Most bacterial infections can be treated with antibiotics such as penicillin, discovered decades ago. However, such drugs are useless against viral infections, including influenza, the common cold, and deadly hemorrhagic fevers such as Ebola.
Now, in a development that could transform how viral infections are treated, a team of researchers at MIT's Lincoln Laboratory has designed a drug that can identify cells that have been infected by any type of virus, then kill those cells to terminate the infection. the researchers tested their drug against 15 viruses, and found it was effective against all of them - including rhinoviruses that cause the common cold, H1N1 influenza, a stomach virus, a polio virus, dengue fever and several other types of hemorrhagic fever.
The drug works by targeting a type of RNA produced only in cells that have been infected by viruses. "In theory, it should work against all viruses," says Todd Rider, a senior staff scientist in Lincoln Laboratory's Chemical, Biological, and Nanoscale Technologies Group who invented the new technology.
Because the technology is so broad-spectrum, it could potentially also be used to combat outbreaks of new viruses, such as the 2003 SARS (severe acute respiratory syndrome) outbreak, Rider says.
Other members of the research team are Lincoln Lab staff members Scott Wick, Christina Zook, Tara Boettcher, Jennifer Pancoast and Benjamin Zusman.
Few antivirals available
Rider had the idea to try developing a broad-spectrum antiviral therapy about 11 years ago, after inventing CANARY (Cellular Analysis and Notification of Antigen Risks and Yields), a biosensor that can rapidly identify pathogens.
"If you detect a pathogenic bacterium in the environment, there is probably an antibiotic that could be used to treat someone exposed to that, but I realized there are very few treatments out there for viruses," he says.
There are a handful of drugs that combat specific viruses, such as the protease inhibitors used to control HIV infection, but these are relatively few in number and susceptible to viral resistance.
Rider drew inspiration for his therapeutic agents, dubbed DRACOs (Double-stranded RNA Activated Caspase Oligomerizers), from living cells' own defense systems. When viruses infect a cell, they take over its cellular machinery for their own purpose - that is, creating more copies of the virus. During this process, the viruses create long strings of double-stranded RNA (dsRNA), which is not found in human or other animal cells.
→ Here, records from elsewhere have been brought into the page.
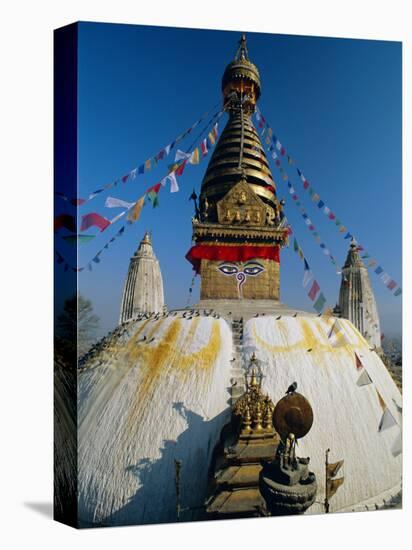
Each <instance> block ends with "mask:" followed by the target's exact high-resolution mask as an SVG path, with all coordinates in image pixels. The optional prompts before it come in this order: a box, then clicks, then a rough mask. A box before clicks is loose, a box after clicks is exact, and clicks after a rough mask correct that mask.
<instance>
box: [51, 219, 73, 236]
mask: <svg viewBox="0 0 412 550" xmlns="http://www.w3.org/2000/svg"><path fill="white" fill-rule="evenodd" d="M62 227H64V228H66V229H68V230H69V231H72V233H75V232H76V221H75V219H74V216H71V215H70V214H60V216H56V217H55V218H54V230H55V231H58V230H59V229H61V228H62Z"/></svg>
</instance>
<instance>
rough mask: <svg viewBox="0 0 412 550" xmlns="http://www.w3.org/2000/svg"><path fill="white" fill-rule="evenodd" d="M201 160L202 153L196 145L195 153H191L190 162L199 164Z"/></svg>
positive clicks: (194, 151) (189, 161)
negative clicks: (199, 151)
mask: <svg viewBox="0 0 412 550" xmlns="http://www.w3.org/2000/svg"><path fill="white" fill-rule="evenodd" d="M199 162H200V154H199V148H198V147H196V149H195V150H194V151H193V153H192V154H191V155H190V158H189V163H190V164H199Z"/></svg>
As part of their natural defenses against viral infection, human cells have proteins that latch onto dsRNA, setting off a cascade of reactions that prevents the virus from replicating itself. However, many viruses can outsmart that system by blocking one of the steps further down the cascade.
Rider had the idea to combine a dsRNA-binding protein with another protein that induces cells to undergo apoptosis (programmed cell suicide) - launched, for example, when a cell determines it is en route to becoming cancerous. Therefore, when one end of the DRACO binds to dsRNA, it signals the other end of the DRACO to initiate cell suicide.
Combining those two elements is a "great idea" and a very novel approach, says Karla Kirkegaard, professor of microbiology and immunology at Stanford University.
"Viruses are pretty good at developing resistance to things we try against them, but in this case, it's hard to think of a simple pathway to drug resistance," she says.
Each DRACO also includes a "delivery tag," taken from naturally occurring proteins, that allows it to cross cell membranes and enter any human or animal cell. However, if no dsRNA is present, DRACO leaves the cell unharmed. Most of the tests reported in this study were done in human and animal cells cultured in the lab, but the researchers also tested DRACO in mice infected with the H1N1 influenza virus. When mice were treated with DRACO, they were completely cured of the infection. The tests also showed that DRACO itself is not toxic to mice.
The researchers are now testing DRACO against more viruses in mice and beginning to get promising results. Rider says he hopes to license the technology for trials in larger animals and for eventual human clinical trials.
This work is funded by a grant from the National Institute of Allergy and Infectious Diseases and the New England Regional Center of Excellence for Biodefense and Emerging Infectious Diseases, with previous funding from the Defense Advanced Research Projects Agency, Defense Threat Reduction Agency, and Director of Defense Research & Engineering (now the Assistant Secretary of Defense for Research and Engineering).